The global financial landscape is being redefined by open banking, AI-driven credit models, and regulatory tech. How do you see these trends transforming risk management and credit delivery over the next few years?

Open banking, AI-driven credit models, and regulatory tech are fundamentally reshaping how risk and credit will be managed in the coming years.

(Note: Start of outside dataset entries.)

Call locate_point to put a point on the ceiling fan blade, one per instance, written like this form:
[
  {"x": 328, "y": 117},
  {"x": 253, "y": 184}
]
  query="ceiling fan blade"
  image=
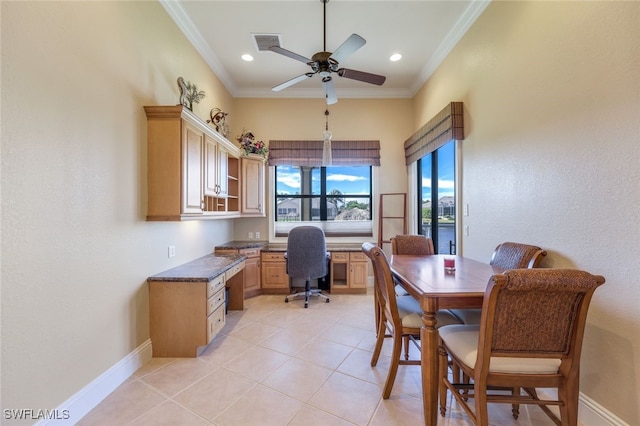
[
  {"x": 362, "y": 76},
  {"x": 350, "y": 45},
  {"x": 291, "y": 82},
  {"x": 329, "y": 91},
  {"x": 289, "y": 54}
]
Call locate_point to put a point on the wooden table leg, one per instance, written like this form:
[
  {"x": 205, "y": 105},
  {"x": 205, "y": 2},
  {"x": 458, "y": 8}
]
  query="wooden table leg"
[{"x": 429, "y": 362}]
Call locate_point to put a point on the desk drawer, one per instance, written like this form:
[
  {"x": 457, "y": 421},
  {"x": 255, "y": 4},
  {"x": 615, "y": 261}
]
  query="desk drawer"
[
  {"x": 214, "y": 301},
  {"x": 358, "y": 257},
  {"x": 250, "y": 252},
  {"x": 273, "y": 257},
  {"x": 339, "y": 257},
  {"x": 215, "y": 322},
  {"x": 215, "y": 285},
  {"x": 234, "y": 270}
]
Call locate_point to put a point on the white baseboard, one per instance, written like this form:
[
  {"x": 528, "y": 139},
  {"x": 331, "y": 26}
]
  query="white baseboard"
[
  {"x": 91, "y": 395},
  {"x": 590, "y": 413}
]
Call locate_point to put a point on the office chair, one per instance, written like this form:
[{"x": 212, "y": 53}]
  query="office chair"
[{"x": 307, "y": 258}]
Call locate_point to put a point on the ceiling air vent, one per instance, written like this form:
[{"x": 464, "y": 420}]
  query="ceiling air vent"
[{"x": 264, "y": 41}]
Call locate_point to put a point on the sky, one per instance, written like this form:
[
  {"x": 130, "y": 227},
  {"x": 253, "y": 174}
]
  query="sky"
[
  {"x": 446, "y": 172},
  {"x": 355, "y": 180},
  {"x": 348, "y": 180}
]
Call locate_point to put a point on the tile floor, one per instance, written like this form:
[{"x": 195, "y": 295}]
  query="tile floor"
[{"x": 277, "y": 363}]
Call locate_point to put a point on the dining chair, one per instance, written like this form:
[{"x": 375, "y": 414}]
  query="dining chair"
[
  {"x": 411, "y": 244},
  {"x": 416, "y": 245},
  {"x": 530, "y": 336},
  {"x": 507, "y": 255},
  {"x": 307, "y": 258},
  {"x": 400, "y": 318}
]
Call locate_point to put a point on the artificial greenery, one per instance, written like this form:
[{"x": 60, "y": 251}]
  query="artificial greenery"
[{"x": 193, "y": 95}]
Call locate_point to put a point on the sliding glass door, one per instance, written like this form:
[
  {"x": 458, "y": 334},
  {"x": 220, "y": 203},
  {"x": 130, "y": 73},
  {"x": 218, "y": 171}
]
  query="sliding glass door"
[{"x": 436, "y": 192}]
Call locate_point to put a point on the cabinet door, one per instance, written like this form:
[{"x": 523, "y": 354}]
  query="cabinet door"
[
  {"x": 210, "y": 166},
  {"x": 251, "y": 272},
  {"x": 223, "y": 173},
  {"x": 192, "y": 148},
  {"x": 253, "y": 186},
  {"x": 274, "y": 276},
  {"x": 358, "y": 275}
]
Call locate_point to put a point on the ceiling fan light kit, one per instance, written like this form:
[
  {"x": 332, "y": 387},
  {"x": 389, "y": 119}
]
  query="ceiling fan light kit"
[{"x": 327, "y": 63}]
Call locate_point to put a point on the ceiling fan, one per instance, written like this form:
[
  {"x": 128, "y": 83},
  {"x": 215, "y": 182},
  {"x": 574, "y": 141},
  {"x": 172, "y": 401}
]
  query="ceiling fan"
[{"x": 326, "y": 63}]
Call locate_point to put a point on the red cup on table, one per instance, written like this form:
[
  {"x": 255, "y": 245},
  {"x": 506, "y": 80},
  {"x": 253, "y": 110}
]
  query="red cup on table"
[{"x": 449, "y": 264}]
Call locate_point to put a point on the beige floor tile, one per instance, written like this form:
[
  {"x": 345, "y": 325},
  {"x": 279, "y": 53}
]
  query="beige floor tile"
[
  {"x": 324, "y": 352},
  {"x": 153, "y": 365},
  {"x": 400, "y": 410},
  {"x": 361, "y": 319},
  {"x": 255, "y": 332},
  {"x": 260, "y": 406},
  {"x": 345, "y": 334},
  {"x": 347, "y": 397},
  {"x": 272, "y": 357},
  {"x": 169, "y": 414},
  {"x": 215, "y": 393},
  {"x": 282, "y": 317},
  {"x": 298, "y": 379},
  {"x": 127, "y": 402},
  {"x": 257, "y": 363},
  {"x": 311, "y": 416},
  {"x": 358, "y": 364},
  {"x": 287, "y": 341},
  {"x": 224, "y": 348},
  {"x": 178, "y": 375}
]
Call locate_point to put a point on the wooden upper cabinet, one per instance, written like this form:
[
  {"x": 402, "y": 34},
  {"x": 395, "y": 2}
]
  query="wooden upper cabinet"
[
  {"x": 253, "y": 181},
  {"x": 193, "y": 171}
]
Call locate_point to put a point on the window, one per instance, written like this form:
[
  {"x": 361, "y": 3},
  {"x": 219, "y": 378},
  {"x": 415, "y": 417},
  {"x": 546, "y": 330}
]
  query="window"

AI adoption—still early but accelerating—is enabling lenders to collect richer data, triangulate borrower insights, analyse behaviour, and automate routine tasks, driving faster and more accurate decision-making. While small-ticket loans will see greater straight-through processing via AI engines, human expertise will continue to anchor high-quality underwriting for larger exposures.

In parallel, AI is transforming Financial Crime Compliance, strengthening the first line of defence through real-time fraud gating and early risk detection. Open banking is further democratizing credit by enabling secure, consent-led data sharing and collaboration between banks and third-party providers.

Also Read: How BPC Banking Technologies is shaping the future of payments in APAC and why India is one of its strongest engines of that growth. 

Together, these shifts will make risk management far more proactive, credit delivery significantly more efficient, and financial services meaningfully more inclusive.